Malicious programming that exists purely in memory existed long before the twenty-first century. This issue is nearly as old as computer systems themselves. Lehigh Virus, which got its name as it was produced at Lehigh University during computer science testing, was the first special type of malware in 1987.

Nevertheless, it did not harm the system and was eliminated when the system was restarted since it just lingered in the RAM and grew a number that devoured memory with each run, slowing down the computer's activities.

However, it's not until 2001, when the very ubiquitous Code Red malware made its imprint on the web, that the name fileless malware became commonplace.

Nearly after a decade, the next fileless malware came to the discussion in 2012. Lurk Trojan was found at that time responsible for being active in random access memory (RAM). It was well known for becoming activated after removing the program from the drive. The malware remained entirely memory-resident, leaving no traces on storage devices.
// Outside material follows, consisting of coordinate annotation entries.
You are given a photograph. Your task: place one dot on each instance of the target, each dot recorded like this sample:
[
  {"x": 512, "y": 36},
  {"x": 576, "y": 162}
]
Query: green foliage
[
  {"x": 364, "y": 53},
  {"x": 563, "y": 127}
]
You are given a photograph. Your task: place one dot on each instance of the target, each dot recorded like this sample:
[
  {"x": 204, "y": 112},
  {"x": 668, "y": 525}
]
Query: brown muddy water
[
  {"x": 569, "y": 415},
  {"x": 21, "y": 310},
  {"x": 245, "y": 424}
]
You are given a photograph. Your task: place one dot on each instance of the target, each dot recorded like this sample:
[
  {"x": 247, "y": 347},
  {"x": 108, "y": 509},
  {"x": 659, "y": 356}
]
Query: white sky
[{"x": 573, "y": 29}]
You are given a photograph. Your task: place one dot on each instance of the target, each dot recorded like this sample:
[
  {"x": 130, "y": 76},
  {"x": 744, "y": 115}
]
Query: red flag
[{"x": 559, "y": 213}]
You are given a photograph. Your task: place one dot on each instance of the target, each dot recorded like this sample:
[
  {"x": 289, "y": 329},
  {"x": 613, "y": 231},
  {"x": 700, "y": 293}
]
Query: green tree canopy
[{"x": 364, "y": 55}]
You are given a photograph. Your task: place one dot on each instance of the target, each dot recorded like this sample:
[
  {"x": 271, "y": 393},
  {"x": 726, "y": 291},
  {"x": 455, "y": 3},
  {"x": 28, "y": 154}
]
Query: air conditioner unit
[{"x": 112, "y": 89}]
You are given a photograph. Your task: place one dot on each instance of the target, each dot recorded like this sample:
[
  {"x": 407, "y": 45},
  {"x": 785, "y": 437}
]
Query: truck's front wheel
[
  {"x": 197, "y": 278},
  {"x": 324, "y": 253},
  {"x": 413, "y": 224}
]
They vanished after the computer was reset as a consequence of the unpredictability.

Later in 2014, Powerliks, Angler, and Phase Bot were found as fileless malware was responsible for staying in the system memory and causing several threats of compromising data.

In mid-2016, another group of fileless malware was detected in many computers. PowerSniff, August, and PowerWare are some of them. Attacks through such fileless malware started with a malicious phrase in a Microsoft Word document where certain features were mirrored due to the affection of fileless malware and included a Powershell command that performed command shell, that decrypted and launched further malicious content, all while functioning completely in system memory. PowerSniff has the capacity to store a corrupted DLL to the operating system for a limited time.

POSHSPY malware was found in 2017 and it was known as a type of fileless malware. It looks to be utilized as a backup gateway in case the hackers' regular backdoors are compromised.